REVERT -- db_Demo_dbo
go
use master
go
GRANT VIEW ANY DEFINITION TO public
go
-- Let's see how many logins we have, in my case it's 35
SELECT count(*) FROM sys.server_principals
go
-- Let's go back to the demo DB and test the app again
-- Let's run the app as our test user
USE db_Demo
go
EXECUTE ('EXEC my_app_schema.sp_demo' ) AS USER = 'my_app_tester'
go
-- What happened?! This time we only got 10 logins back
-- As you can see in teh login token info, the login token is not trusted (deny only)!
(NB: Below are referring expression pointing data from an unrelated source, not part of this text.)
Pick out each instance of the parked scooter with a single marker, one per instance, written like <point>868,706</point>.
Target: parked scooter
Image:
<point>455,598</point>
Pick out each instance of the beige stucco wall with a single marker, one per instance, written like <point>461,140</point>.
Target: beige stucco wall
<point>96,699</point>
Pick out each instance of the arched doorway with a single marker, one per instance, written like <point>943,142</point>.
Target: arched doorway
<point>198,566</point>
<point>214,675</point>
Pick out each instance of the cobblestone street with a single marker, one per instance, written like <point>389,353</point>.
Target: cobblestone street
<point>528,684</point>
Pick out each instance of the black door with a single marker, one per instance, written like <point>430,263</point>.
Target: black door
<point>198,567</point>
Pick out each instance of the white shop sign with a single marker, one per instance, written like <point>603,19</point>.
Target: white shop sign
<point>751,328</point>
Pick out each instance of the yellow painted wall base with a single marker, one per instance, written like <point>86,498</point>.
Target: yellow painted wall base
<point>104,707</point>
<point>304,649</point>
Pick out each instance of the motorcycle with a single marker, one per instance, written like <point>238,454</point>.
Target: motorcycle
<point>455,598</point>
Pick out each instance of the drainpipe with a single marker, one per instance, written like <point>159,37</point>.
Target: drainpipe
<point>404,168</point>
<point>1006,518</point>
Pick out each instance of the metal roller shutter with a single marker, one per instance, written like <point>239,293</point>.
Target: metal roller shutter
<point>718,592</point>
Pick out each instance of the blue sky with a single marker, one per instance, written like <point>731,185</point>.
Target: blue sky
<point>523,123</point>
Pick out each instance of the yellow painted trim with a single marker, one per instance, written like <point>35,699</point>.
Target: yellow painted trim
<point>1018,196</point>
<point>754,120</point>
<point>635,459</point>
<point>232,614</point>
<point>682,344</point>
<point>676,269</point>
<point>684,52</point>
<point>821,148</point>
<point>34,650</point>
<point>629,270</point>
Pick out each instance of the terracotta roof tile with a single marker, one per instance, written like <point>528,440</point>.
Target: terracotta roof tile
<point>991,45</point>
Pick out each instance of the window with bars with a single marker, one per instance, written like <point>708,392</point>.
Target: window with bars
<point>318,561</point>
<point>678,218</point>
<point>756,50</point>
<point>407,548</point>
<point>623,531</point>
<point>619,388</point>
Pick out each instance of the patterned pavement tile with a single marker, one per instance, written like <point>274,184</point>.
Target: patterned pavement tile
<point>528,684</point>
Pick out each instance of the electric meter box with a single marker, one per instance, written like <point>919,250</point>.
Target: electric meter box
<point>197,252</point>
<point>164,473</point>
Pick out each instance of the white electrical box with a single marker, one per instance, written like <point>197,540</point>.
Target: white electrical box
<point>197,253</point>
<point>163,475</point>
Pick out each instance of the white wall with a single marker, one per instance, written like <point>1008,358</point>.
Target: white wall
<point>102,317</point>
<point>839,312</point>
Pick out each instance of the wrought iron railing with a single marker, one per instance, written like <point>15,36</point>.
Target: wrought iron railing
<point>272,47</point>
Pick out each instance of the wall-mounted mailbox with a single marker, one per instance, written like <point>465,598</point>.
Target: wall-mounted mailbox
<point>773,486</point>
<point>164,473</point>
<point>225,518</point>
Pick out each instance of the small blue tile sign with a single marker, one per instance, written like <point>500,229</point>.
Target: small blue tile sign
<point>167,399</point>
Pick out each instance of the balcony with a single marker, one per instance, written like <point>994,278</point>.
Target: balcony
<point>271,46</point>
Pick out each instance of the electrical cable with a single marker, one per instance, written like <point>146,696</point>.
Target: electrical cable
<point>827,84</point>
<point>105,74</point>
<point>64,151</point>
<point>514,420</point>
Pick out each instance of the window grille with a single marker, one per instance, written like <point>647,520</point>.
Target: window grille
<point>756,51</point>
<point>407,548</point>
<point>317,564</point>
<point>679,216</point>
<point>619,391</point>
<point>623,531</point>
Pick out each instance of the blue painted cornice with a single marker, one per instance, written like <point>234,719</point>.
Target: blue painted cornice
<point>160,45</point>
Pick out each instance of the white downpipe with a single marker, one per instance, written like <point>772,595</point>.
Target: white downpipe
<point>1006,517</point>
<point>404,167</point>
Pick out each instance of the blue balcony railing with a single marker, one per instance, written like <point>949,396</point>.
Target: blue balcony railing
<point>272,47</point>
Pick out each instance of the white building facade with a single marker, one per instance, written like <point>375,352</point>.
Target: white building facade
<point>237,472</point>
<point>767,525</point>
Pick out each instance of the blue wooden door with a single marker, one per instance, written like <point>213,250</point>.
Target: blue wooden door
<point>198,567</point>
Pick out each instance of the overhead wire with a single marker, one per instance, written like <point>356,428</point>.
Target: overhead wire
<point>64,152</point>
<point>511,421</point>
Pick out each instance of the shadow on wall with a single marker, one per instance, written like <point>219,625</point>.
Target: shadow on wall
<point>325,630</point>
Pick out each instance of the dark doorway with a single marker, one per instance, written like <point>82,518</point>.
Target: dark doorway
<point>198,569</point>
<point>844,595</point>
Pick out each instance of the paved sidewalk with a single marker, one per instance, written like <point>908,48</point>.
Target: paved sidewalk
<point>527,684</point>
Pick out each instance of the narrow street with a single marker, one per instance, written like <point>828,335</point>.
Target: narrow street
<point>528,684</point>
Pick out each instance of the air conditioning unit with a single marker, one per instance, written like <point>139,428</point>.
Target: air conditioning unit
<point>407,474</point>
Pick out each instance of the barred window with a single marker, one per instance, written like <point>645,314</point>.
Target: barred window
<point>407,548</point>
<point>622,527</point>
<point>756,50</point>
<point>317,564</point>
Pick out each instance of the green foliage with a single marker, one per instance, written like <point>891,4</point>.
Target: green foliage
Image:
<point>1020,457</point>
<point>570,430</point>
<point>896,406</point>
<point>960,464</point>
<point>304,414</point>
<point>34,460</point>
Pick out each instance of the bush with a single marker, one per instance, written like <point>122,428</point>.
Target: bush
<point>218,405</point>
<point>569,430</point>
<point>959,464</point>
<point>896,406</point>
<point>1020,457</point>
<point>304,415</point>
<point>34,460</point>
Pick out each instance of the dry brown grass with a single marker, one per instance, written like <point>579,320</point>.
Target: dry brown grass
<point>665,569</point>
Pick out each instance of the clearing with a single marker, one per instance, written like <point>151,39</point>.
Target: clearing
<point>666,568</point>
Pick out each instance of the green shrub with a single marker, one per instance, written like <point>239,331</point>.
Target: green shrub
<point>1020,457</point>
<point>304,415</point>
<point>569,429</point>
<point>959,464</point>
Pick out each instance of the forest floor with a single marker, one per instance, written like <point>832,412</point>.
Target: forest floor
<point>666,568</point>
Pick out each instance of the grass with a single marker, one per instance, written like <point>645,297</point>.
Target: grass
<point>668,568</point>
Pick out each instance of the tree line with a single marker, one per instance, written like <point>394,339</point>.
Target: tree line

-- Let's sign the module and establish the proper trust relationship
CREATE CERTIFICATE my_app_cert ENCRYPTION BY PASSWORD = 'My c3r+ p@zzw0Rd' WITH SUBJECT = 'My app signing cert'
go
ADD SIGNATURE TO my_app_schema.sp_demo BY CERTIFICATE my_app_cert WITH PASSWORD = 'My c3r+ p@zzw0Rd'
go
-- Backup the cert and it's PVK and remove it from teh DB
BACKUP CERTIFICATE my_app_cert TO FILE = 'my_app_cert.cer'
WITH PRIVATE KEY( FILE = 'my_app_cert.pvk', ENCRYPTION BY PASSWORD = 'My c3r+ p@zzw0Rd', DECRYPTION BY PASSWORD = 'My c3r+ p@zzw0Rd' )
go
ALTER CERTIFICATE my_app_cert REMOVE PRIVATE KEY
go
-- Now go to master and create the cert, a login map to it and grant the appropiate permission
USE master
go
CREATE CERTIFICATE my_app_cert FROM FILE = 'my_app_cert.cer'
go
CREATE LOGIN my_app_cert FROM CERTIFICATE my_app_cert
go
GRANT AUTHENTICATE SERVER TO my_app_cert
go
-- Now that the cert is vouching for the context, let's try again
USE db_Demo
go
EXECUTE ('EXEC my_app_schema.sp_demo' ) AS USER = 'my_app_tester'
go
-- Success!!!
-- Notice that in the login token the certificate will work as both a
-- secondary identity and as authenticator
-- For this demo, we are only using it as authenticator.
These are just a few examples on how this new type of principal can be used along with other features in SQL Server 2005 based on the ways I typically use them, but I am sure you will find other new interesting way to take advantage of this feature.
I hope this article has been helpful.